Virginia Domestic Violence Arrest Process
Virginia law enforcement officers are required to make an arrest in almost every domestic violence case. Virginia law requires that when police officers are called to a domestic dispute that they are to determine who the primary aggressor is and arrest that person.
Occasionally, police are not able to determine who a primary aggressor is. In the vast majority of cases, because of the way the law is written as well as the standing orders that are given to officers by the local law enforcement agencies, they do in fact arrest someone the vast majority of the time.
To best understand the arrest process surrounding a Virginia domestic violence charge, consult with an experienced attorney as soon as possible. A knowledgeable domestic violence lawyer in Virginia can help an individual understand the proceedings surrounding an arrest as well as how to act to help lessen any consequences they may face.
Probable cause refers to reliable facts which would allow law enforcement or a magistrate or a judge to conclude that something has happened.
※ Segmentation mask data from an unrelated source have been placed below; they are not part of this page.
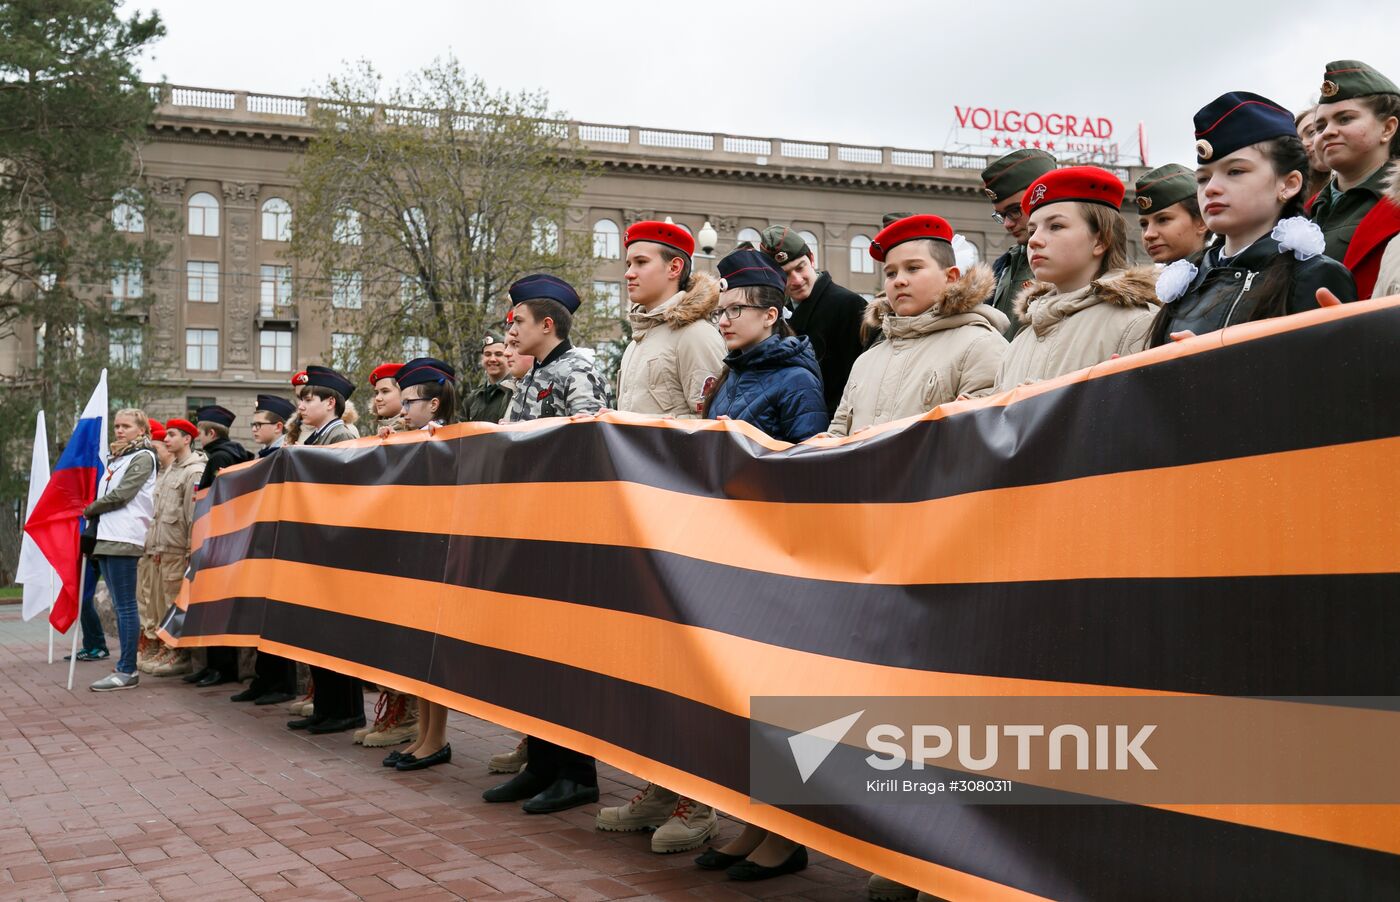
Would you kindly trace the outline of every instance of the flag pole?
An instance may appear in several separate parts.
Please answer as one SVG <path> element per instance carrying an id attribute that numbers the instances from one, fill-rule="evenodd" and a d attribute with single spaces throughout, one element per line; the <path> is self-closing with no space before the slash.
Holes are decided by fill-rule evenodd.
<path id="1" fill-rule="evenodd" d="M 50 570 L 49 570 L 49 597 L 50 597 L 50 598 L 53 598 L 53 597 L 55 597 L 55 596 L 58 594 L 57 592 L 54 591 L 54 588 L 53 588 L 53 578 L 54 578 L 54 574 L 56 574 L 57 572 L 58 572 L 58 571 L 53 570 L 53 569 L 50 569 Z M 54 630 L 54 628 L 53 628 L 53 622 L 50 621 L 50 622 L 49 622 L 49 663 L 50 663 L 50 664 L 53 663 L 53 634 L 54 634 L 55 632 L 56 632 L 56 630 Z"/>
<path id="2" fill-rule="evenodd" d="M 68 656 L 68 691 L 73 691 L 73 668 L 78 666 L 78 633 L 82 630 L 83 624 L 83 593 L 87 590 L 87 561 L 78 558 L 78 620 L 70 627 L 73 631 L 73 651 Z M 94 599 L 95 600 L 95 599 Z M 52 625 L 49 627 L 52 629 Z"/>

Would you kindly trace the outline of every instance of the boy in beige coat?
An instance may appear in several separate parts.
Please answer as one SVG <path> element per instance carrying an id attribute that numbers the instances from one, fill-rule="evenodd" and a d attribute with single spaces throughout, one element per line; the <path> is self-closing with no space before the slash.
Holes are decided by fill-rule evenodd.
<path id="1" fill-rule="evenodd" d="M 832 418 L 832 435 L 918 416 L 960 395 L 992 390 L 1006 353 L 1006 315 L 983 303 L 996 289 L 985 264 L 962 273 L 953 229 L 937 216 L 909 216 L 875 236 L 885 293 L 866 309 L 884 340 L 856 359 Z"/>

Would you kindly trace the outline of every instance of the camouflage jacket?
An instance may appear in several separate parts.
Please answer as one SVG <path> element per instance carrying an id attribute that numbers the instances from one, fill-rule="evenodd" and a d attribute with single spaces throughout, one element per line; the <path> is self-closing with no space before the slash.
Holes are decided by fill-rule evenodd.
<path id="1" fill-rule="evenodd" d="M 611 405 L 608 380 L 586 354 L 565 342 L 516 384 L 507 420 L 519 423 L 596 413 Z"/>

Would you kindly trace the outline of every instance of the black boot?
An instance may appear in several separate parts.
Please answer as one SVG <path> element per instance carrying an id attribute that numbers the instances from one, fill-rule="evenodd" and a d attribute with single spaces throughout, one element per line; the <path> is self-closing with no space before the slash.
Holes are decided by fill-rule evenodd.
<path id="1" fill-rule="evenodd" d="M 488 802 L 520 802 L 539 795 L 549 788 L 550 781 L 529 770 L 522 770 L 499 786 L 492 786 L 481 794 Z"/>

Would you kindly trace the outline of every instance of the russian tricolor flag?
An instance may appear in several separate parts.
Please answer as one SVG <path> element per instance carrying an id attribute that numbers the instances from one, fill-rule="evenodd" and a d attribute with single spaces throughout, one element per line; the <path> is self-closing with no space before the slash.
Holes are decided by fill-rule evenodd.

In most cases, probable cause is referring to probable cause for arrest, but probable cause can also be probable cause for a search.
Fear of Imminent Injury
Reasonable fear of serious imminent injury or death is a concept that relates to whether a person objectively believes that one of those things is about to happen to them. That is different than a determination of whether someone believes that, in the person’s situation, they individually believe that.
Rather, it is a determination about whether a reasonable person given all of the facts and circumstances would believe that one of those things are true.
Uniqueness of a Domestic Violence Arrest
In most senses, the Virginia domestic violence arrest process is similar to a standard arrest. The arrest is similar to other arrests in the sense that a person is going to be taken into police custody. They are going to be brought before a magistrate, they will be processed, and an initial determination will be made as to whether they are going to be admitted to bail.
The primary difference is that in most domestic violence arrests, the magistrate is also empowered to issue a temporary protective order which will last 72 hours and then automatically expire. In the vast majority of cases, not only will a person have a criminal charge, but they may have a temporary protective order as well.
Processing an Individual
After the person’s arrest for domestic violence in Virginia, the person is going to be taken to the police station and be processed. The person can expect to go in front of a magistrate judge who is going to issue any warrants against the person that they believe that there is probable cause to issue. The magistrate will also make an initial determination about bail.
If the person is admitted to bail, whether there is going to be a bond required of the person is a condition of that determination. In most cases, unless the person is charged with a serious felony or has a bad criminal record, they are going to be given a bond and released.
From that point on, the person can expect that there will be an initial hearing with the judge to advise the person that they have the right to counsel. Then subsequent to that, there will be a substance of hearing which will either be a trial in the case of a misdemeanor or a preliminary or, what sometimes is called, a probable cause hearing in the case of a felony.
Interacting with Police
It is important not to talk to the police at any phase because the function of law enforcement is not to help the person in that situation. Law enforcement’s function is to gather evidence and to build the best case against the person that they can. It is often true that the police will attempt to have a conversation with the person; they may do it in a friendly way or they may do it in a taunting way, asking the person what they have to hide.
In either case, the only thing that will happen in the course of that conversation is that the person will incriminate him or herself or the person will make statements that police may say later are inconsistent with what the person may testify to a trial. Everyone has a right under the Fifth Amendment to remain silent and during the course of an investigation or arrest, it is critically important that they stand on that right and make absolutely no statements to the police.
Benefit of an Attorney
It is important to have a lawyer involved in the person’s case as early as possible. There are two main reasons for this.
The first is that there are a number of things that a domestic violence defendant can be doing proactively to help build the defense in their case, as well as to generate mitigation in the case. The second reason is that there are a number of common pitfalls which people get trapped in when proceeding through the arrest process.
This can be anything from making statements to the police to making statements to the alleged victim. Even talking to friends about the case can be dangerous. Having a lawyer intercede early will keep the prosecution from creating new evidence or doing anything that can damage the case moving forward.